Women and Justice: Court: Court of Appeals Seventh District

Domestic Case Law

Cece v. Holder, 733 F.3d 662 (7th Cir. 2013) Court of Appeals Seventh District (2013)

Gender discrimination, Sexual violence and rape, Trafficking in persons

Cece, a young Albanian woman fled Albania to avoid trafficking and prostitution rings which target young women living alone. While living alone in Korce, Cece caught the attention of one of the leaders of a well-known prostitution ring. He followed, harassed, and threatened Cece. Her reports of the assault to the authorities were perfunctorily dismissed. Thereafter, Cece fled to the United States (“U.S.”) using a fraudulently procured Italian passport, whereupon she filed for asylum and withholding of removal within the one-year statutory period. Her claim was based on fear of returning to Albania as a young woman living alone. The immigration judge granted Cece’s asylum claim finding that her fear of returning to Albania was well founded because she belonged to a particular social group composed of “young Albanian women who are targeted for prostitution by traffickers” and that the government of Albania was unable or unwilling to protect such women. The Board of Immigration Appeals vacated the judge’s decision, holding that the judge erred in finding that Cece had established membership in a particular social group.

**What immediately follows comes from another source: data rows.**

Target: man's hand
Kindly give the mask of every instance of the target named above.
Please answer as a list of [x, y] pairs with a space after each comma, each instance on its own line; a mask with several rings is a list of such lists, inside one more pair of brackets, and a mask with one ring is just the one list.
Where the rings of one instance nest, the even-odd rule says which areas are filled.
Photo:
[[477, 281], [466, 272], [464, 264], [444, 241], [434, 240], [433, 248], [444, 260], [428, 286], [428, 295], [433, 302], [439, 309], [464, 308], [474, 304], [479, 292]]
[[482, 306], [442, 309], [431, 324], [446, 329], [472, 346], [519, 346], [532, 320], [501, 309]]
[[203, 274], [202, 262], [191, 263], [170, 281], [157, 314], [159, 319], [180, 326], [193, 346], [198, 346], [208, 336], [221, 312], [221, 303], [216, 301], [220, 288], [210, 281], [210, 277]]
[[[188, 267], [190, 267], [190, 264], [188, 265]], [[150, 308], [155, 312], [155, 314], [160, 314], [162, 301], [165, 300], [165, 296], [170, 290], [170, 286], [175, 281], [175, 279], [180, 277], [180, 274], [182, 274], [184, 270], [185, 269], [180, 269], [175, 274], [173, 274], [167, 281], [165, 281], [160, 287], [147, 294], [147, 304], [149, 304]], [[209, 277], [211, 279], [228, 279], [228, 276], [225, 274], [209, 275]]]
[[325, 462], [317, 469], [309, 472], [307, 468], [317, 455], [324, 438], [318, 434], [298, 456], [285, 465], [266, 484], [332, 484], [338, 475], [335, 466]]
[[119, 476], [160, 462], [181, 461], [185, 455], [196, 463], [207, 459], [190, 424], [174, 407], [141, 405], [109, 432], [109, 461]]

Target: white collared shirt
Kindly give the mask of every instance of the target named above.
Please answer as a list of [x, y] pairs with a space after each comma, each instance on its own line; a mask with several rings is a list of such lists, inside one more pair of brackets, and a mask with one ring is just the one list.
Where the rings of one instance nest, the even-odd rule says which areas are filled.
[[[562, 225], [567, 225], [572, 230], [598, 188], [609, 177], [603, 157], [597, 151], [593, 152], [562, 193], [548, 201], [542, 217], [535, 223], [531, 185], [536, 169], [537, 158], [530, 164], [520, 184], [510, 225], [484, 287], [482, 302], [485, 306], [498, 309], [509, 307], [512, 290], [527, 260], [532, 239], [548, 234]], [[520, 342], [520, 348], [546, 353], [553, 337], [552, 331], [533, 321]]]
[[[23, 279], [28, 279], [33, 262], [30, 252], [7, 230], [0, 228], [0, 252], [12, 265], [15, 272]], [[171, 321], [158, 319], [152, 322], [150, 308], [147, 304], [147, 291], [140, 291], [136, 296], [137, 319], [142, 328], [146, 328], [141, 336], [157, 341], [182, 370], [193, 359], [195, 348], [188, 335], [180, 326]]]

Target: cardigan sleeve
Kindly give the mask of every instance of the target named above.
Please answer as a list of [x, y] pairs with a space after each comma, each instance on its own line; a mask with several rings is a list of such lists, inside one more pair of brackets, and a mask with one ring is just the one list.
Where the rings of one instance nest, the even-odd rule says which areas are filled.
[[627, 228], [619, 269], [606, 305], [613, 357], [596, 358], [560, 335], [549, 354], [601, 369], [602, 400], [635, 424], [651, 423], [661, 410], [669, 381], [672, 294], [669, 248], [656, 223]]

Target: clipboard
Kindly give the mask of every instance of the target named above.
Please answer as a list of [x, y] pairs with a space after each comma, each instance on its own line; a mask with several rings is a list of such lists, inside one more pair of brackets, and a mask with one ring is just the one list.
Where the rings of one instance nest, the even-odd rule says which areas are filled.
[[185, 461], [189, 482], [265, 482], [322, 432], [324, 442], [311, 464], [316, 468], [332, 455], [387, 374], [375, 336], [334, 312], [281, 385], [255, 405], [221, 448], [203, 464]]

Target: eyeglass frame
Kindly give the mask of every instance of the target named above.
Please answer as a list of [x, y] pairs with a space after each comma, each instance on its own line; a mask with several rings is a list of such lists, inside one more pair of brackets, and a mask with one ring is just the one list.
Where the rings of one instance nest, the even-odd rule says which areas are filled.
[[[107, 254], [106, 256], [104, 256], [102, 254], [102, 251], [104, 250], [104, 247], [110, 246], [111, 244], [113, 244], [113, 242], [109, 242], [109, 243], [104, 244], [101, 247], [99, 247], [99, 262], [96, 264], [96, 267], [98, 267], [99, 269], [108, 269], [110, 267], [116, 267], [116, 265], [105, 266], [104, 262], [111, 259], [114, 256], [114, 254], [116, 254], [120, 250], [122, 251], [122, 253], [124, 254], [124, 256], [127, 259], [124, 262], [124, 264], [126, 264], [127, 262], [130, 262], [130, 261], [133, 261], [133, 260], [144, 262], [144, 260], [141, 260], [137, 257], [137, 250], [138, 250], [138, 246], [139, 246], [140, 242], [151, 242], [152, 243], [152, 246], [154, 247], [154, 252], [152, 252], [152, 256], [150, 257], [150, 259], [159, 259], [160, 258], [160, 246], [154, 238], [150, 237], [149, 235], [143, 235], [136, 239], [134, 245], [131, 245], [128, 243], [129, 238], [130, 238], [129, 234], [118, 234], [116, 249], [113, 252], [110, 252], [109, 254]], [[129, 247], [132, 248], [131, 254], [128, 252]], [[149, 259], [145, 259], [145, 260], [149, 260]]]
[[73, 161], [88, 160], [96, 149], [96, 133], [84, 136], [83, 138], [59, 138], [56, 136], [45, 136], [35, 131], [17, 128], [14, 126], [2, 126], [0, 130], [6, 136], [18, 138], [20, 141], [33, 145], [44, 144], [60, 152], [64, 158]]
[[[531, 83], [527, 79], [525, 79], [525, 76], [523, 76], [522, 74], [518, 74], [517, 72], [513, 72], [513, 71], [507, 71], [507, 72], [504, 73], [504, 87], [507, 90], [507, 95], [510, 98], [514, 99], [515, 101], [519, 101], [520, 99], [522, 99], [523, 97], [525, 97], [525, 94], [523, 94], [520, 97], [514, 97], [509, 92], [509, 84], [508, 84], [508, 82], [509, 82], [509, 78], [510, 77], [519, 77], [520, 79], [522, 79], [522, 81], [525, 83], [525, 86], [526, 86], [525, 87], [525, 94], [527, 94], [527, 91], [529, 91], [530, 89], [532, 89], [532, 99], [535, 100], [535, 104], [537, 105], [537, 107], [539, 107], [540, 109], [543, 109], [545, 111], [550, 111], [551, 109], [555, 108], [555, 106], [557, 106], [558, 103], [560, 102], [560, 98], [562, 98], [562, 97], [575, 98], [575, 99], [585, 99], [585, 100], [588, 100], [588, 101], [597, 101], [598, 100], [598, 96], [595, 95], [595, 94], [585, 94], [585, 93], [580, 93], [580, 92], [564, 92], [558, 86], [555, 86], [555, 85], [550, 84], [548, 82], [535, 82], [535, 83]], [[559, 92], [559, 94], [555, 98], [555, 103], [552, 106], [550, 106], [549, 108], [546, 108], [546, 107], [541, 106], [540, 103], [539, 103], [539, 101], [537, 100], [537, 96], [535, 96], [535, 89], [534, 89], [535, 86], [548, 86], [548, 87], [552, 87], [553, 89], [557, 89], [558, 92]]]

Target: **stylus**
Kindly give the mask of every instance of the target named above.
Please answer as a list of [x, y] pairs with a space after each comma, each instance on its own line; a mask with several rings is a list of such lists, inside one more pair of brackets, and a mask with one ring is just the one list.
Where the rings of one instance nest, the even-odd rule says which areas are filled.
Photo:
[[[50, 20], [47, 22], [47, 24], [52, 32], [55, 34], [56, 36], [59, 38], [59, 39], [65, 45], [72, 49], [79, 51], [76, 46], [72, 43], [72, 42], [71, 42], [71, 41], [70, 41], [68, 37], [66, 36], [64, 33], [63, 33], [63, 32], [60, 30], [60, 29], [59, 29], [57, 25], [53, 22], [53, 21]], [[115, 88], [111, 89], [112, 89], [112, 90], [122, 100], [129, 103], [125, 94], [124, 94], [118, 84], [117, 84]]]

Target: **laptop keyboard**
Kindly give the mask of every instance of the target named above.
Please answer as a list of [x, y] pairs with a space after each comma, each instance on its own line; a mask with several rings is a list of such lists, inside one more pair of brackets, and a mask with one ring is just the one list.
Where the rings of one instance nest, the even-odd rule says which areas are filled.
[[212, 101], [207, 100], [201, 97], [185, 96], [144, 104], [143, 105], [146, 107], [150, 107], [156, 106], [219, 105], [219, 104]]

On appeal, the Seventh Circuit Court of Appeals found that Cece was a member of particular social group cognizable under 8 U.S.C. § 1101(a)(42)(A) and therefore eligible for asylum. Specifically, the Court found that the particular social group identified by the immigration judge – young Albanian women living alone and thus vulnerable to being trafficked – met the immutability requirements of 8 U.S.C. § 1101(a)(42)(a) because it is based on common characteristics that members of the group either cannot change or should not be required to change.



United States v. Sawyer, 733 F.3d 228 (7th Cir. 2013) Court of Appeals Seventh District (2013)

Trafficking in persons

Defendant Datqun Sawyer was convicted of sex trafficking in violation 18 U.S.C. § 1591(a). On appeal, Sawyer admitted to forcing at least seven teenage girls he knew to be minors to work as prostitutes for his benefit but challenged his conviction on grounds that the jury was improperly instructed. Sawyer argued that the jury should have been instructed to acquit if the Government did not prove beyond a reasonable doubt that he knew or intended his criminal conduct to affect interstate commerce. The Court held that the clause in 18 U.S.C. § 1591 requiring the defendant’s conduct to affect interstate commerce merely establishes the basis for Congress’s power to legislate and is not subject to any mens rea requirement. The Court explained it would be unreasonable for Congress to limit its enforcement ability to the “trifling number” of sex-traffickers who know or intend their conduct to impact interstate or international commerce as understood under Constitutional law. As such, the Court held that a conviction under 18 U.S.C. § 1591(a) does not require proof of the defendant’s knowledge of the implications of his conduct on interstate commerce.